The 2020 Technology Focus Area report communicates emerging important areas for the agency and the GEOINT community to enable stronger collaboration between NGA, industry, academia, and other government and community partners. The agency wanted to ensure that the technology areas outlined would align to all technology needs across the agency. The 2020 technology needs are divided into five categories—advanced analytics and modeling, data management, modern software engineering, artificial intelligence, and the future of work.
Advanced Analytics & Modeling
Advanced analytics and modeling enable the discovery, assessment, understanding, measurement, enrichment, and use of geospatial data from around the world. At its most basic level, according to Planert, modeling allows NGA analysts and their partners in collection and in mission to discover and describe objects in relationships, which enables discovery of new data sources tied to those objects of interest. With multiple data sources to address intelligence questions, modeling enriches the understanding of intelligence issues through data, enhances collaboration sharing, fosters organizational learning, and informs new collection approaches.
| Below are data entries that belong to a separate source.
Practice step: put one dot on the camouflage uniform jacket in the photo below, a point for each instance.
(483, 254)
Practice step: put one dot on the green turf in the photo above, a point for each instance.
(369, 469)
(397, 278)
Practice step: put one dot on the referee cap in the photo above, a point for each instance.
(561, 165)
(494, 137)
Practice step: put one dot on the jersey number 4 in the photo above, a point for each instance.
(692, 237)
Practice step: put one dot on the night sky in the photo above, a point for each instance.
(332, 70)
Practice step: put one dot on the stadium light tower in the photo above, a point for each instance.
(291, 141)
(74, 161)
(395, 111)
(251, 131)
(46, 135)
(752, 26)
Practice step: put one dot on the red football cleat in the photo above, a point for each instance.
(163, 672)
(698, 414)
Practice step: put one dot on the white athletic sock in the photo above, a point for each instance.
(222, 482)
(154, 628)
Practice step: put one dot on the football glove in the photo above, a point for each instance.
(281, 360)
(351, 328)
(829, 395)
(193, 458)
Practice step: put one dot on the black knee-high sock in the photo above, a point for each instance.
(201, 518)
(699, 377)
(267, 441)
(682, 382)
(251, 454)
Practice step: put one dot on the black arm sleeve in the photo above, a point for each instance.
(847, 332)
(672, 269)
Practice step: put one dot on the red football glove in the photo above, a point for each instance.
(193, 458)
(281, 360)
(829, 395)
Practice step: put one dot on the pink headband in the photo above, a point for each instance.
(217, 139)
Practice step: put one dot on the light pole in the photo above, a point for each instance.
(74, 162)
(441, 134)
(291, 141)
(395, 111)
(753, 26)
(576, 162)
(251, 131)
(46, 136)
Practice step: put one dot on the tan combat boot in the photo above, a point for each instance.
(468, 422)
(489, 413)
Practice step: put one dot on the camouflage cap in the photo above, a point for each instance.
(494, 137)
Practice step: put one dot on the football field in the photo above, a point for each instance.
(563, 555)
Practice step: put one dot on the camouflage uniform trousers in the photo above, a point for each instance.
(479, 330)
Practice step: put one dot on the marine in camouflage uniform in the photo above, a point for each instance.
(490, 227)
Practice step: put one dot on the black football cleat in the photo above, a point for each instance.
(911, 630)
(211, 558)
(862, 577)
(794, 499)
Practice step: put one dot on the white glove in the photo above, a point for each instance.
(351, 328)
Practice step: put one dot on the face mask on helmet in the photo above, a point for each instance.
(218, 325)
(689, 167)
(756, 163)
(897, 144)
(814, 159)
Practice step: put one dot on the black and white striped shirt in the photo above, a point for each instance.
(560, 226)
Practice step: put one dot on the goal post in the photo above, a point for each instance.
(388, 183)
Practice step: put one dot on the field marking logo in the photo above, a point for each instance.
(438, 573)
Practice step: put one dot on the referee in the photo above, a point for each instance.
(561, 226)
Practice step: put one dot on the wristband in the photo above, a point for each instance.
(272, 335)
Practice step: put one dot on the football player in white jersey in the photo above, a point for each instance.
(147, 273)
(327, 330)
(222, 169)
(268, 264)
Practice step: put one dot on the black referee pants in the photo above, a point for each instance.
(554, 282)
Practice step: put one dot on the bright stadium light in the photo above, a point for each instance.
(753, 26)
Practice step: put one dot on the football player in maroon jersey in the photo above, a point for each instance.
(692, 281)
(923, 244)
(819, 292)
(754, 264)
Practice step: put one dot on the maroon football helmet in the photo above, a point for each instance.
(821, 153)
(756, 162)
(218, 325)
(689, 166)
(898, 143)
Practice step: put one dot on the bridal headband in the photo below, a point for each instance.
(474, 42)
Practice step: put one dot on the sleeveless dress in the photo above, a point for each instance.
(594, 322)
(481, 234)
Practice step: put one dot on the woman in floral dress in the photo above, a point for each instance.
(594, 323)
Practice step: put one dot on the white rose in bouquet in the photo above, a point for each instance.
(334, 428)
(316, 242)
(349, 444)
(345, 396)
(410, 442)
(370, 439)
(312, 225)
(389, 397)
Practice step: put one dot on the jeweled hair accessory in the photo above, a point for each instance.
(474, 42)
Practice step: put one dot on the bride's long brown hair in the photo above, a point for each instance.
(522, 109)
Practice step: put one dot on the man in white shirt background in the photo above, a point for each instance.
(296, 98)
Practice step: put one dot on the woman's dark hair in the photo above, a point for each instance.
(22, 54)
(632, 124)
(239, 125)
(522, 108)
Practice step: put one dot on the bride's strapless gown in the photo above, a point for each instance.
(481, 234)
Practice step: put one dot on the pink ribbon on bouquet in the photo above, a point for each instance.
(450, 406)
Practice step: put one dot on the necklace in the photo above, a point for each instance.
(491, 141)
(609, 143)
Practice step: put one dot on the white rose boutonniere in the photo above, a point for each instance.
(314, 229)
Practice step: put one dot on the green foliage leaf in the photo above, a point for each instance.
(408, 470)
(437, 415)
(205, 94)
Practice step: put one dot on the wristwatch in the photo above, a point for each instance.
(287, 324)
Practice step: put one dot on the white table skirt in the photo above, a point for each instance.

NGA’s Technology Focus Areas, according to the report, are shaped by analytical expertise derived from monitoring enduring threats, assessing emerging issues through activity-based intelligence, and conducting extensive research on long-term intelligence topics. To address the increasing complexity of today’s challenges and prepare for the imperative of future power competitions, NGA is investing in advanced analytical and visualization capabilities.
“You’ve all heard VADM Sharp talk about the need for speed, precision, and accuracy to stay ahead of our adversaries. Modeling and advanced analytics are absolutely key to achieving that goal,” Planert said. “Success in those efforts is also highly dependent on other needs described in this document—in particular, data management and artificial intelligence.
The creation and dissemination of GEOINT data, products, and services allow users to answer questions such as, “what’s happening where?” and, “what could happen when?” Observation datasets enable the GEOINT community to orient, decide, and act faster than ever before.
“Data management for us is a critical enabler, not just for any one group or just for our data scientists, but really for every contributor to the global GEOINT enterprise,” said Gauthier. “And management is more important than ever before, especially with prolific growth in the data services and the sources.”
NGA has a vision for a data-centric architecture and a distributed work environment that operates on that data versus the way they have experienced in the past, a workflow-centric architecture on a single network. Data management, according to Gauthier, is key to making that possible.
Modern Software Engineering
New software approaches are creating efficient ways for NGA’s government, military, and contractor teams to deliver the services and capabilities necessary for supporting the GEOINT mission.
“At NGA, we take in data, we store it, and we manipulate it in order to share it out or make sense of it to share our insights. In order to do that, software is core,” Loehr said.
NGA’s software engineering technology needs are driven by an infrastructure-as-code approach, the report details. NGA wants to ensure that software development and security practices meet the requirements of its internal and external personnel.
“Modern monitoring, both in individual application and our infrastructure as a whole, is incredibly important to the future of how we build software and how we run software and engineering,” Loehr said.
Artificial Intelligence & Future of Work
A revolution in geospatial AI is driving the urgent technology needs of the GEOINT community. AI is a necessary force-multiplier for advanced analytics and modeling capabilities. According to Munsell, while NGA has had success with conventional approaches to AI, the agency is seeking novel and innovative approaches.
“On the artificial intelligence side, it is really important for us to start pushing industry in a certain direction for us,” Munsell said. “What we’re starting to look for are more novel approaches.”
And while a majority of NGA’s focus is on imagery exploitation and deriving intelligence from that, Munsell added, “we have a very large part of our capability set that is not focused on that. So, things like using natural language processing to be able to bring in source material documents and a variety of other non-traditional GEOINT things.”
And NGA is looking to industry to expand on these non-traditional GEOINT capabilities.
Following the publication of the agency’s 2020 technology focus areas, according to Munsell, NGA will publish its first technology strategy. “The tech focus areas are the specific things, the what. The technology strategy is [about] the processes and how we’d like to operate differently,” Munsell said.